The first part of this talk covers our exploration of OS-level side channels on iOS, which are side channels exposed by public APIs. I will present the public APIs we found that caused cross-app side-channel leakages on iOS, and explain how they can be used to extract private user information (e.g., inferring foreground apps). I will also talk about our proposed countermeasures, which were integrated into iOS 11.1 and MacOS 10.13.1. In the second part of my talk, I will present our efforts on applying differential privacy to defeating streaming traffic analysis attackers. I will talk about how to adapt differential privacy mechanisms to add noise to the video streams. Next, I will present our implementation of a Chrome extension, which adds differentially private noise to Youtube streaming traffic.

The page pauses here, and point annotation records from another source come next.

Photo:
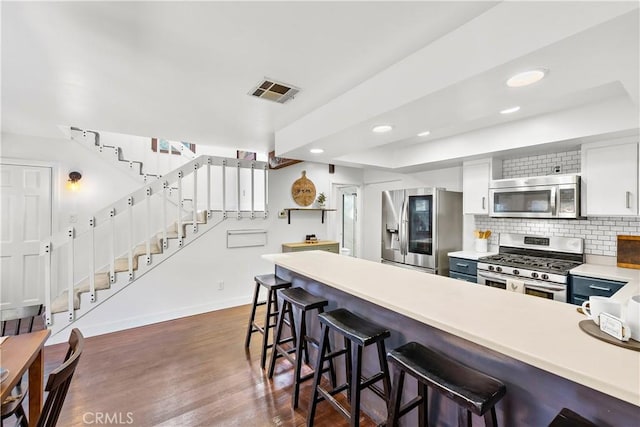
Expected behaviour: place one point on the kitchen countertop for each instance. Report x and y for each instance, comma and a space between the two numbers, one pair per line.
470, 254
306, 245
537, 331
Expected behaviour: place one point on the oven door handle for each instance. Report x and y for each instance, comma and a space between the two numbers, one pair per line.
492, 276
544, 286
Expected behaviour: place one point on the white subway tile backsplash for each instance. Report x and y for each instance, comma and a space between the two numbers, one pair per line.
600, 239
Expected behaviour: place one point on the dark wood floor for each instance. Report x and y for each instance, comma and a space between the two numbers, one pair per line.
193, 371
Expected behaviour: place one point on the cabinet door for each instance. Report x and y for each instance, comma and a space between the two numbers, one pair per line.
610, 176
475, 188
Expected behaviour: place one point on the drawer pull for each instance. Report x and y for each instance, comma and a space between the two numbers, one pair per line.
599, 288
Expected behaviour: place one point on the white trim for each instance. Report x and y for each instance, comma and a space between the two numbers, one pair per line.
334, 223
54, 177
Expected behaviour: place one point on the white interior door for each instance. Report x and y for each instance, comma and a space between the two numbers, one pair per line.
348, 214
26, 219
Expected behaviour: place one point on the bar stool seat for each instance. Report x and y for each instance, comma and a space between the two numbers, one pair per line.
472, 390
568, 418
272, 283
358, 333
303, 301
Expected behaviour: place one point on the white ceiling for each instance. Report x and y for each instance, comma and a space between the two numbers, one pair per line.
183, 71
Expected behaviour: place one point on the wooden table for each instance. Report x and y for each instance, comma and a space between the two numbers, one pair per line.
19, 353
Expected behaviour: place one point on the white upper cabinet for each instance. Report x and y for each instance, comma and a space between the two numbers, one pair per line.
475, 184
610, 178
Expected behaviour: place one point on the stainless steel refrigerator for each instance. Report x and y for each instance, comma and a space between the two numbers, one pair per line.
420, 226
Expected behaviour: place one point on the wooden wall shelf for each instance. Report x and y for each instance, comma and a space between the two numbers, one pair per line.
322, 210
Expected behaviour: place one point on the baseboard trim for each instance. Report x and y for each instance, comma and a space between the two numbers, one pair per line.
149, 319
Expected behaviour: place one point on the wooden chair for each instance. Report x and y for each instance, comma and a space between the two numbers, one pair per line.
59, 381
12, 322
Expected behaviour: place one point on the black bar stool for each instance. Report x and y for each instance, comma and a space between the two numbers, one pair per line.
304, 302
358, 333
272, 283
473, 391
568, 418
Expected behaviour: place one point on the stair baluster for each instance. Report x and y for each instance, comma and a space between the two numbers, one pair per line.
70, 274
238, 190
165, 242
130, 244
180, 202
92, 265
148, 224
112, 246
195, 197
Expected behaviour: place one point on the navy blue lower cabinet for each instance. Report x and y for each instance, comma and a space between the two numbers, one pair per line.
463, 269
582, 288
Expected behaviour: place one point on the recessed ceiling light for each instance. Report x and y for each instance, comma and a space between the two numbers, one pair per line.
382, 128
510, 110
527, 78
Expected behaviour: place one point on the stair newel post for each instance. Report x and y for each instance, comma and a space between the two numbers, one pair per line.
148, 223
265, 189
208, 187
112, 246
130, 245
224, 189
238, 190
70, 272
195, 197
253, 165
180, 202
165, 243
46, 251
92, 260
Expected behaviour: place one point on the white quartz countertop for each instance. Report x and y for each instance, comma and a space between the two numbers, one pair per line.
536, 331
607, 272
470, 254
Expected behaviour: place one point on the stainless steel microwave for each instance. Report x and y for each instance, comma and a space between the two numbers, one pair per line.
555, 196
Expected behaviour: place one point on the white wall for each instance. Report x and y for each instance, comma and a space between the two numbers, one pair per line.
101, 183
187, 283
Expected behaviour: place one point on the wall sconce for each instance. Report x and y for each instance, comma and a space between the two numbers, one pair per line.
73, 183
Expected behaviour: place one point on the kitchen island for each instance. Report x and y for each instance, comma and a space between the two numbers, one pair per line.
531, 344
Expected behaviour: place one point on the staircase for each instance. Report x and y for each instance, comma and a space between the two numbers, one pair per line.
125, 240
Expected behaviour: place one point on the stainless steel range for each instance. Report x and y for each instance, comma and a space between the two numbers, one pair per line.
533, 265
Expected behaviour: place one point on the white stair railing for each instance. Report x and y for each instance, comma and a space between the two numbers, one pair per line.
142, 219
135, 153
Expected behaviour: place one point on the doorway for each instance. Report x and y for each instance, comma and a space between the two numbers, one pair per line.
26, 193
347, 198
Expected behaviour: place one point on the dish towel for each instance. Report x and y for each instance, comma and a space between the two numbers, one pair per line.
514, 285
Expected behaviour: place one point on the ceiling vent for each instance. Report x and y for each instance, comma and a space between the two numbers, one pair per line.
274, 91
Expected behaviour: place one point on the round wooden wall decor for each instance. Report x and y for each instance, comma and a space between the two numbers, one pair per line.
303, 191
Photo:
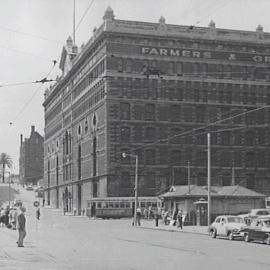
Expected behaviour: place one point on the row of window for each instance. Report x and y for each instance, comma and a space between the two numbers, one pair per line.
179, 177
183, 113
199, 158
182, 136
190, 91
85, 104
188, 44
93, 75
220, 71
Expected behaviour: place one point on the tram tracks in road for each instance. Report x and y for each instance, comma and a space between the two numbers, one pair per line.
162, 246
243, 259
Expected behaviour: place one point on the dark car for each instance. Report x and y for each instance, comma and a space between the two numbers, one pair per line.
29, 188
259, 230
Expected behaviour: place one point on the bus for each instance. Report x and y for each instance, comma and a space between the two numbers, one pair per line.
267, 202
120, 207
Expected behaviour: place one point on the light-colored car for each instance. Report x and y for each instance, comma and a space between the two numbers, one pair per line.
29, 188
255, 213
259, 230
227, 226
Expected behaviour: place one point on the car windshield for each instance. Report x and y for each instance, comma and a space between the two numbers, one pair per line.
235, 220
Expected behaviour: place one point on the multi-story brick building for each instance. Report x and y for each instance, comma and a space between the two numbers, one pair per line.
133, 87
31, 159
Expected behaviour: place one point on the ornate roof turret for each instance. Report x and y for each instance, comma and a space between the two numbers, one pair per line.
162, 27
108, 15
212, 24
161, 20
259, 28
259, 34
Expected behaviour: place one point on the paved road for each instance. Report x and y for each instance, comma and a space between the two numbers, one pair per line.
67, 242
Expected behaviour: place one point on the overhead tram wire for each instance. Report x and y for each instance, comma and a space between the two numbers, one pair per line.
26, 83
34, 94
84, 14
226, 2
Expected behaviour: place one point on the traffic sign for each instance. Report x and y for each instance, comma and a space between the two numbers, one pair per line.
36, 203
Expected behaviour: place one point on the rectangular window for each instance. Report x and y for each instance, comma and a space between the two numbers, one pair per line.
149, 112
125, 111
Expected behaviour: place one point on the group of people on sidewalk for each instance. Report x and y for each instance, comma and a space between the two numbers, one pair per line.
14, 218
175, 219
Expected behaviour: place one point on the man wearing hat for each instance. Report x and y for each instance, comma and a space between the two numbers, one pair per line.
21, 226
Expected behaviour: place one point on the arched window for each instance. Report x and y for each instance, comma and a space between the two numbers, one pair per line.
249, 138
150, 156
150, 112
79, 162
125, 180
67, 142
125, 111
175, 113
226, 159
125, 134
86, 126
176, 157
225, 137
125, 159
175, 136
150, 134
201, 179
250, 159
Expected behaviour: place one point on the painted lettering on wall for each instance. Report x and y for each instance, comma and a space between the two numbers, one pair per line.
205, 54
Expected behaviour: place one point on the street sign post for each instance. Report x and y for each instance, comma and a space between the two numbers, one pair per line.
36, 203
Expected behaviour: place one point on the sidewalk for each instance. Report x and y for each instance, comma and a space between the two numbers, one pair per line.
150, 225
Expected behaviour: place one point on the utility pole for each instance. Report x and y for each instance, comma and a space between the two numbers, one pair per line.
233, 175
136, 191
188, 177
9, 190
124, 155
74, 21
209, 178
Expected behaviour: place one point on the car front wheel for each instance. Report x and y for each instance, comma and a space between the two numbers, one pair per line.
247, 239
213, 234
231, 236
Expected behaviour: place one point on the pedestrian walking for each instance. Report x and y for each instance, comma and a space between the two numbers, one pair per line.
139, 215
21, 226
180, 220
14, 215
156, 216
38, 213
174, 216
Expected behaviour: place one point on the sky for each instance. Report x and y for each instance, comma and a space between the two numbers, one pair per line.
33, 32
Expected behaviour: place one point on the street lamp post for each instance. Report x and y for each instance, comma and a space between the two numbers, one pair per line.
124, 155
9, 195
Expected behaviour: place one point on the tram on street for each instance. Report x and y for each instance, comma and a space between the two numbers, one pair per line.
267, 202
120, 207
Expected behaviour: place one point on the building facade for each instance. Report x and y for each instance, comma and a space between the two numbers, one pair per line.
31, 159
155, 90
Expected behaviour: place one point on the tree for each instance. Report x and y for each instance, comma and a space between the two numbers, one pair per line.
5, 160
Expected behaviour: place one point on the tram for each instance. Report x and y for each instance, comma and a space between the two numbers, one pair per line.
119, 207
267, 202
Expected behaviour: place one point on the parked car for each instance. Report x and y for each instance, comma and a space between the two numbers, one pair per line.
259, 230
227, 226
29, 188
255, 213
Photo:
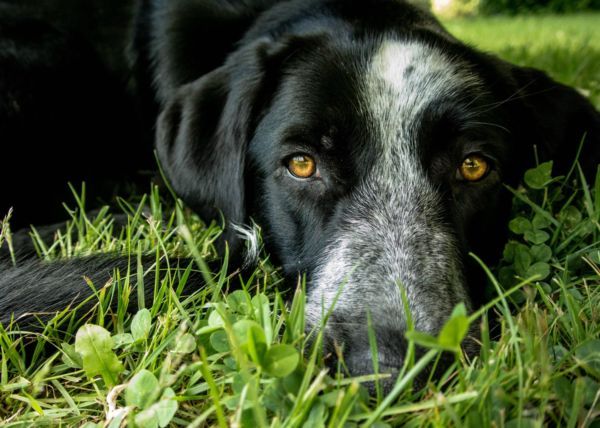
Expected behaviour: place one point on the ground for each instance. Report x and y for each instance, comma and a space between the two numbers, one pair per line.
241, 358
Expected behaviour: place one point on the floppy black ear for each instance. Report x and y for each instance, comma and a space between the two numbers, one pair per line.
203, 132
562, 117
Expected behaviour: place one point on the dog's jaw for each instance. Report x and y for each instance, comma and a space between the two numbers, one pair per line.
394, 234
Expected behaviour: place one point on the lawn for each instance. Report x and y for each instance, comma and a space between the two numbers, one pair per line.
241, 358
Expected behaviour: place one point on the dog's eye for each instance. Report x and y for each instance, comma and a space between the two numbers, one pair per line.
302, 166
474, 168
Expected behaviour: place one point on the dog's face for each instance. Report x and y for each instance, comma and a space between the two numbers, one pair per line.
372, 160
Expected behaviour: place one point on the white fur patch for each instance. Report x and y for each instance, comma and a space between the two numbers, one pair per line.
394, 233
251, 236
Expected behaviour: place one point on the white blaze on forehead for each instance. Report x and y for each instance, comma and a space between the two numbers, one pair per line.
396, 207
407, 76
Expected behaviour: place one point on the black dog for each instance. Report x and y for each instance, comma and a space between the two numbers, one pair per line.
368, 143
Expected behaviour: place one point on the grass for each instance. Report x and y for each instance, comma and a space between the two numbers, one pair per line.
567, 47
235, 353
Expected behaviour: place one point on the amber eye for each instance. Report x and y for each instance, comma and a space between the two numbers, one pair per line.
302, 166
474, 168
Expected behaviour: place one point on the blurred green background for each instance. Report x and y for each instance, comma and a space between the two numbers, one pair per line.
561, 37
451, 8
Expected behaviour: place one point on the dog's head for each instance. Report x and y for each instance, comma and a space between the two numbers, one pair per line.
372, 148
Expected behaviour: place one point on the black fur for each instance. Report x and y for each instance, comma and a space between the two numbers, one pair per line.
240, 86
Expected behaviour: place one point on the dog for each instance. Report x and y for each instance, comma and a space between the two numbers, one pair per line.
369, 144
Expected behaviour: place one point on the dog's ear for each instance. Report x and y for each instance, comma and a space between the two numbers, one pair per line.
203, 132
561, 119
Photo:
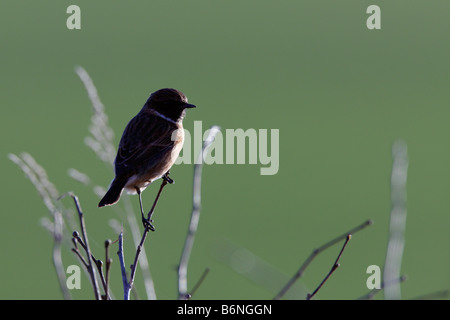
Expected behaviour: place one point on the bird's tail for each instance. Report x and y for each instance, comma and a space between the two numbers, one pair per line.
113, 194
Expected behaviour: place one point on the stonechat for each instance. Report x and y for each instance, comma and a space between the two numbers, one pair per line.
150, 144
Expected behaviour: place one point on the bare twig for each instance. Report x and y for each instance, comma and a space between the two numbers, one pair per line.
90, 268
195, 215
315, 252
396, 243
126, 289
128, 285
108, 261
333, 268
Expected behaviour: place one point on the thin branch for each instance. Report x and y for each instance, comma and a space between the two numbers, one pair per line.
108, 261
90, 268
195, 215
120, 253
333, 268
128, 285
397, 226
315, 252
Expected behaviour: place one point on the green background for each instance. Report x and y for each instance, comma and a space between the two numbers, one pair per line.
340, 95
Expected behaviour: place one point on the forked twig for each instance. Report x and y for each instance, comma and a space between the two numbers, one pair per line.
195, 216
88, 263
333, 268
128, 284
315, 252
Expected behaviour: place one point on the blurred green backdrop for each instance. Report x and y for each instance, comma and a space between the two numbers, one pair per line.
339, 93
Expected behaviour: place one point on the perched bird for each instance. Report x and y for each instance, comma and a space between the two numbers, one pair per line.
150, 144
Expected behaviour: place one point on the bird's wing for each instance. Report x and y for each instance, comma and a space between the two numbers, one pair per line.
145, 141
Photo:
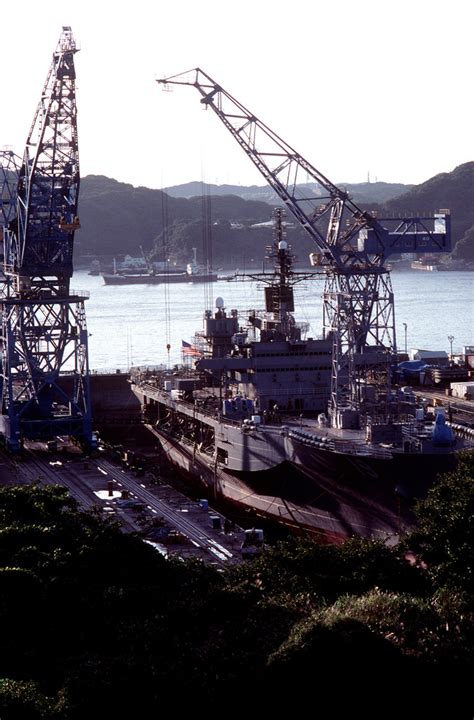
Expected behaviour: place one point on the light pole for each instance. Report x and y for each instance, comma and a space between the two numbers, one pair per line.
451, 338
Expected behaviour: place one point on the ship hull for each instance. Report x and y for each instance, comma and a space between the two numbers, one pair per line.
157, 279
329, 495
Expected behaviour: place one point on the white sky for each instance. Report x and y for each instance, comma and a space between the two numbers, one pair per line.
355, 86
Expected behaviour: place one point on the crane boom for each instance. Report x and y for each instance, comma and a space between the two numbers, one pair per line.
44, 372
353, 245
345, 234
48, 185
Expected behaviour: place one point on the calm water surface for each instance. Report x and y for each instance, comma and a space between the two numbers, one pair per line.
132, 324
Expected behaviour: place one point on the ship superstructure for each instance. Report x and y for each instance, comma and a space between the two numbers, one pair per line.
248, 422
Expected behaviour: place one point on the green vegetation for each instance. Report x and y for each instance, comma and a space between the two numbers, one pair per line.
96, 623
117, 218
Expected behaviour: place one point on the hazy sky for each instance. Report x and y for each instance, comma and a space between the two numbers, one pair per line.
356, 87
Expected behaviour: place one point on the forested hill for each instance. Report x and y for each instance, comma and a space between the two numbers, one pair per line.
118, 219
454, 191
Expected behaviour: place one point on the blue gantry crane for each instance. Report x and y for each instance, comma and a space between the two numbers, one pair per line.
44, 352
352, 246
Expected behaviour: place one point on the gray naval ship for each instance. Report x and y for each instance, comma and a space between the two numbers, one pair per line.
247, 422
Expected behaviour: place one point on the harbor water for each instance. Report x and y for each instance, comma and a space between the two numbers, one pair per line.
133, 324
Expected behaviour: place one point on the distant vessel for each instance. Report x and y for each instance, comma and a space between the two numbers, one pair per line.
148, 273
248, 424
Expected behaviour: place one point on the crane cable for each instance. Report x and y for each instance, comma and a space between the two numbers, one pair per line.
167, 308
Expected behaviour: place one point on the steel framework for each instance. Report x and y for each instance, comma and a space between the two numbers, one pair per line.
352, 246
44, 369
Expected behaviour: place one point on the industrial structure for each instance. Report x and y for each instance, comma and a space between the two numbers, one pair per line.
352, 246
44, 373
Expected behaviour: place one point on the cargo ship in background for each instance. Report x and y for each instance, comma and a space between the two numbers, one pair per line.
246, 421
145, 272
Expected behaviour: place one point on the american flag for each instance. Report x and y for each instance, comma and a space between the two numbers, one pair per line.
188, 350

I will discuss future research directions at the end of my talk.
Bio
Xiaokuan Zhang is a Ph.D. candidate at the Ohio State University. He graduated from Shanghai Jiao Tong University with the bachelor's degree in Computer Science in 2015. His research interest lies in the broad area of system security and privacy, including side channels, mobile security, IoT security, etc. He is one of the three winners worldwide to receive the 2020 NortonLifeLock (formerly Symantec) Graduate Fellowship. His papers were selected as the top 10 finalists of NYU Cyber Security Awareness Week (CSAW) applied research paper competition in 2016 and 2018, respectively, and his research has helped Apple mitigate side-channel attack surfaces in iOS. He has interned at Google and Microsoft Research.